Tenuto conto del fatto che l'immaginario collettivo è sì un insieme di contenuti prevalentemente (ma non del tutto) inconsci, ma è, tuttavia, diversamente modulato dalla storia specifica delle grandi comunità, può essere utile rammentare che per l'occidentale medio «Oriente» continua a essere sinonimo di qualcosa di misterioso e sconcertante, addirittura il «buio dello spirito» - è così che lo vedeva Hegel nella sua filosofia della storia - un'abissale tenebra in cui non alberga né la coscienza, né, di conseguenza, il senso di responsabilità attiva. A questa superstizione antichissima si associa però un nuovo timore. L'Oriente si identifica, per tanti, con la Cina, il paese continente che, al tempo della «rivoluzione culturale», alimentava speranze e paure (forse qualcuno dei lettori ricorderà un vecchio film di Marco Bellocchio, La Cina è vicina) e che oltre trent'anni fa, nelle sue corrispondenze dall'estero, Alberto Moravia assimilava alla figura del «convitato di pietra». Se l'Occidente resta, come nella metafora di Moravia, il protagonista di un continuo libertinaggio ai danni della natura e del proletariato, il gigante asiatico è ora però espressione di una colossale potenza destinata a trasformarsi nel terzo polo dell'economia mondiale, un polo che, coalizzando le risorse economiche e umane dell'intera Asia, può imporre muove regole e forse, chissà, annullare le magnifiche sorti e progressive della globalizzazione. E' il caso di stupirsi, allora, se nell'immaginario collettivo occidentale alla rassicurante e pacifica immagine di milioni di contadini cinesi armati di cucchiaini da te per dragare i loro grandi fiumi si è ora sostituita quella di folle di untori «gialli» che aggrediscono l'Occidente portando con sé innumerevoli virus?
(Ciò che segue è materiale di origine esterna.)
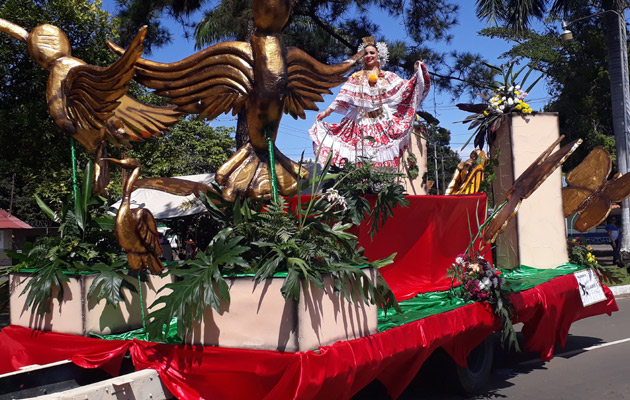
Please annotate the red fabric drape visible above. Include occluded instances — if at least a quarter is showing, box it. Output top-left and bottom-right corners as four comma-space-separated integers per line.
359, 194, 492, 301
0, 275, 617, 399
0, 195, 617, 399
Nessuno può ovviamente pretendere che autorità pubbliche impartiscano lezioni di filosofia a un pubblico spaventato, tanto meno in Italia. Non lo saprebbero fare ed è bene che non lo facciano perché, se si attentassero a farlo, sarebbero capaci di ben altro, come, ad esempio, adottare la sciagurata strategia dei moniti e divieti quali quelli riprodotti sui pacchetti di sigarette, che lungi dallo scoraggiare il «vizio» del fumo, hanno sinora semplicemente umiliato ed emarginato milioni di infelici cittadini. Ad accogliere il nostro sommesso invito dovrebbero essere semmai i maîtres à penser, che qui si vuole stimolare a scorgere nel problema una delle chiavi di decifrazione di quella «modernità» che tanto li intriga.